Reporting EBITDA for the business as a whole is much less useful.

If things are going really badly we can have Adjusted EBITDA will allow even more costs to be excluded.

Taking EBITDA to a stupid extreme, I borrow £1,000 at 5% interest at p.a. and lend the money out at 4%, EBITDA allow me to report a 4% profit.

Depreciation is much harder to evaluate, if you depreciate the value of the fixtures and fittings in a retail store down to zero value, you can keep trading but your store will look scruffy. You can't depreciate below zero in the accounts but as they get scruffier and scruffier your store will start to lose customers.

EBITDA can be useful especially if used with good intent in the same way as 0-60mph tells you something about the performance of a car.


Non Cash Impairments

Something that was previously reported as being worth x is now worth y.

Generally this means that someone overpaid for something in the past and now the accounts need to reflect this.

If these were decisions of previous management that is known to have been a bad decision then this may not be a critical concern, everyone knows that it coming and the share price reflects it.

If it is a result of an unknown bad decision or a surprise then not only is it the loss then you need to worry about but also what else might be revealed.

XL Media (LON:XLM) had a large portfolio of web sites that they used to sell advertising and in Jan 2020 Google demoted many of these sites in the search results meaning that they were less useful in generating sales.

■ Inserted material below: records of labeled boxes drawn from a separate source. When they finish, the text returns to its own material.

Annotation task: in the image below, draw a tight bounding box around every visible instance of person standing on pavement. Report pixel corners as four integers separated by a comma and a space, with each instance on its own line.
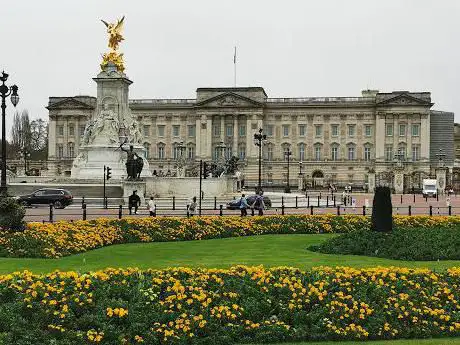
187, 196, 196, 217
240, 194, 249, 217
147, 196, 157, 217
251, 191, 265, 216
128, 190, 141, 214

This resulted in an $81 million impairment charge for a business whose revenue for that year was $79 million.



Exceptional Costs

Something that meant real money had to be spent rather than an accounting tweak but probably wasn't expected and should not recur.

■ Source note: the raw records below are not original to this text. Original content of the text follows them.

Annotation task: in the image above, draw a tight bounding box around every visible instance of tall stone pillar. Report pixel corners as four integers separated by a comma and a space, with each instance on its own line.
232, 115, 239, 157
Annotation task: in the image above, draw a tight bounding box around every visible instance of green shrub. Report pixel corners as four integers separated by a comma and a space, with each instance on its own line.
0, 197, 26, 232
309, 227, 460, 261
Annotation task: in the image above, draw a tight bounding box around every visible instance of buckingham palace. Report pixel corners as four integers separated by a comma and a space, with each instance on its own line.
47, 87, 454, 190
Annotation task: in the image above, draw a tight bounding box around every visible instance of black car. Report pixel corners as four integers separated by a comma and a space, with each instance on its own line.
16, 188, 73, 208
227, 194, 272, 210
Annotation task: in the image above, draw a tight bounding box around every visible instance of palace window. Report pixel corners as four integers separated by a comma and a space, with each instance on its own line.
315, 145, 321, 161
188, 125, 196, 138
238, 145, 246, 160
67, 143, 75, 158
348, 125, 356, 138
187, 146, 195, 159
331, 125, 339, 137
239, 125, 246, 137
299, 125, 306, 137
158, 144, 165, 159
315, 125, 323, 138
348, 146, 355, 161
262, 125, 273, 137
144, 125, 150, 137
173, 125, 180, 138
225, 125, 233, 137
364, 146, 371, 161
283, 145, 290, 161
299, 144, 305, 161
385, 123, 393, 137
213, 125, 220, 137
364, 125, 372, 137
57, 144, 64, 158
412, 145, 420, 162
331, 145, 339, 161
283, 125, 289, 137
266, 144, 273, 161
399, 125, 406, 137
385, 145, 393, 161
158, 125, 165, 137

Some exceptional costs really are exceptional, in May 2019 a US fighter jet crashed into a factory, this probably incurred costs for the factory owner but they really were exceptional.

With failing companies the costs of the failed aspects of the business are often reported as exceptional costs and next year there will be a different set of exceptional costs and these are often associated with Revaluation of ......., Staff redundancy costs, Consultants cost.

Whilst they are kept as Exceptional Costs the company can carry on reporting Adjusted Profits.